While animated movies are great showcases for the latest wonders in computer animation, many of them are punctuated by melodic corn syrup—such as Donny Osmond singing about the pressures of being a soldier in Mulan. Happily, Disney and Pixar's latest release, A Bug's Life, is free of such dribble. A weave of slapstick and drama, this story of an ant colony joining forces with a band of assorted bugs to fight an army of menacing grasshoppers is the finest movie I've seen in a long time, animated or non-animated. I'm even willing to sit in a theater full of restless children to see it again.
A Bug's Life
directed by John Lasseter
voices of Dave Foley, Kevin Spacey,
Julia Louis-Dreyfus, David Hyde Pierce, Denis Leary
Other than the fact that A Bug's Life focuses on an ant colony, it has little in common with that other bug movie currently playing, DreamWorks' Antz. For one thing, you won't get Woody Allen's old whiny shtick as Z., a disgruntled outcast. Flik, the delightful protagonist of A Bug's Life, is also an outsider, but rather than feeling sorry for himself, he gathers his wits to turn things around. When we first see him, Flik is blazing through a field with a motorized back-pack contraption that cuts and gathers the grain in a breeze. He's a brainy ant, an inventor, and he stands upright. He's also goofy-looking, visually reminiscent of Kermit the Frog. In fact, Flik and the other ants are more akin to the Muppets or the Smurfs than the segmented black critters that run across your picnic blanket. Colored in light lavender, with chubby baby faces and curious, expressive eyes, these bugs are cute, they're friendly, and they've got heart.

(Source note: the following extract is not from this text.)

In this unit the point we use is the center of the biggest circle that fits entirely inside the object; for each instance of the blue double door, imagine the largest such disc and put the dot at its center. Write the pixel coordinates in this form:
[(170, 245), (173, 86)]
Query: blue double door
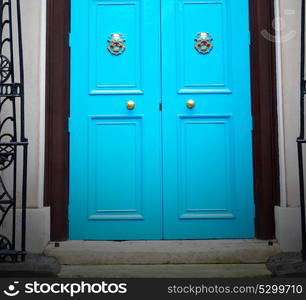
[(160, 120)]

The large ensemble of intriguing characters includes a macho ladybug, a Machiavellian grasshopper, an epicurean caterpillar with a German accent, a cynical walking stick, and a pompous praying mantis that fancies himself a great artist. Each figure takes full advantage of the spotlight when it shines on him. When Francis, the male ladybug (Denis Leary), causes a group of little girl ants to start crying, he diverts them by juggling three drops of water, throwing them into the air, and catching them in his mouth. "Ta-da," he says, arms wide open.

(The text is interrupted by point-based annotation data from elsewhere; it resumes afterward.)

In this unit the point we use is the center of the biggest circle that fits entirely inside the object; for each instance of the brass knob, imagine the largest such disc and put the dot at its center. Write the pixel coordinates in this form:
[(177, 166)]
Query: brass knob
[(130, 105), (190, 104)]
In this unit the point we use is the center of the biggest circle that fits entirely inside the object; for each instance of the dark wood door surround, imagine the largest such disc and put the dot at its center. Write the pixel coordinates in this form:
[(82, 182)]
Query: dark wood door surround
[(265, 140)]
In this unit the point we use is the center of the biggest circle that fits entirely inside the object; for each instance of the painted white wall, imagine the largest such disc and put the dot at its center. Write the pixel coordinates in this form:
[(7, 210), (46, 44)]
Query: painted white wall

Anthropomorphic touches aside, A Bug's Life ultimately rests on the inevitable facts of insect life. We see how each critter is at the mercy of a higher species. The ants pick the food, the grasshoppers eat the food, and the ants are fortunate if there's anything left over for the long winter. In turn, the grasshoppers are prey to birds. When Hopper, the despotic leader of the grasshoppers is dropped into a nest of hungry baby birds, the scene is neither dishonest nor gratuitous. The birds are sweet and soft-looking; with beaks raised and open, they squawk for nourishment. The image is downright terrifying.